ON: Was für einen Film würdest du drehen, wenn du ein "Hollywood-Budget" zur Verfügung hättest? Wäre es dann noch ein Luke-Gasser-Film?
LG: Natürlich wäre es noch immer ein Luke Gasser-Film, aber halt einfach in einer komplett anderen Liga. Wenn du viel Kohle hast, reden dir viele Leute in die Arbeit rein. Da hat vielleicht ein Ridley Scott noch die Kontrolle, aber der grosse Rest nicht. Ausserdem gibt es keine Autorenfilme in dieser Grössenordnung, und der Regisseur hat noch nicht mal ein Recht auf den Schnitt des Filmes. Es ist wirklich ein völlig anderes Niveau. Allerdings bleibt natürlich der Grundsatz, dass es verboten ist, eine Idee nicht zu verwirklichen. Und mit 20 Millionen Dollar würde auch die Idee von Anuk ein bisschen anders umgesetzt werden.
ON: Was steht als nächstes Projekt an?
LG: Es hat ein paar Projekte in der Pipeline, die sind aber noch nicht spruchreif. Erst wollen wir jetzt mal Anuk an den Mann bringen, dann sehen wir weiter. In Deutschland und Österreich sind Verhandlungen über Veröffentlichungen im Gang, und wir haben festgestellt, dass Doro Pesch in Südamerika und Spanien eine grosse Nummer ist. Darum werden wir auch dort versuchen, den Film zu veröffentlichen. Dann wird Anuk an vielen Festivals laufen, und wenn das alles vorüber ist, schauen wir weiter. Aber das dauert noch ein Weilchen.

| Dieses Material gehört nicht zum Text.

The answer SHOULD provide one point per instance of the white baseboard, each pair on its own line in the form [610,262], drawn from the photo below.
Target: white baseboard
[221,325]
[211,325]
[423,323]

ON: Dann versuchen wir uns doch mal an den Pop-Ups. Mal schauen, was dir so in den Sinn kommt.
LG: Ok.
ON: Indianer
LG: Sehr spannende Geschichte. Interessante Kultur. Sehr ästhetisch.
ON: Schweizer Fernsehen
LG: Sehr wenig Platz für Spezielles. Immer mehr internationale Sendungen.
ON: Berge
LG: Wunderbar. Näher am Himmel. Unglaublich inspirierender Weitblick.
ON: Internet
LG: Hab ich nicht. Ist ein zweischneidiges Schwert. Schon fast anarchisch.
ON: Hollywood
LG: Als Ort nicht interessant. Aber eine kreative Stadt mit Potenzial und falscher Fassade.
ON: Coiffeur
LG: Nicht mein Ding.
ON: Film oder Musik?
LG: Beides.
ON: Lieblingsfilm?
LG: Also der grösste Film ist für mich Lawrence of Arabia. Der Lustigste: Life of Brian. Der Spirituellste: Jesus Christ Superstar. Der Faszinierendste: The Black Robe und der abgefahrenste Film ist Arizona Dream
ON: Schweizer Filmszene
LG: Spannend. Es läuft viel. Leider viel gleichzeitig. Aber sehr attraktiv. Die Leute merken, dass auch Schweizer gute Filme machen können.
ON: OutNow.CH
LG: Da ich ja kein Internet habe, kenne ich euch nur vom Hörensagen. Aber da hört man nur Gutes.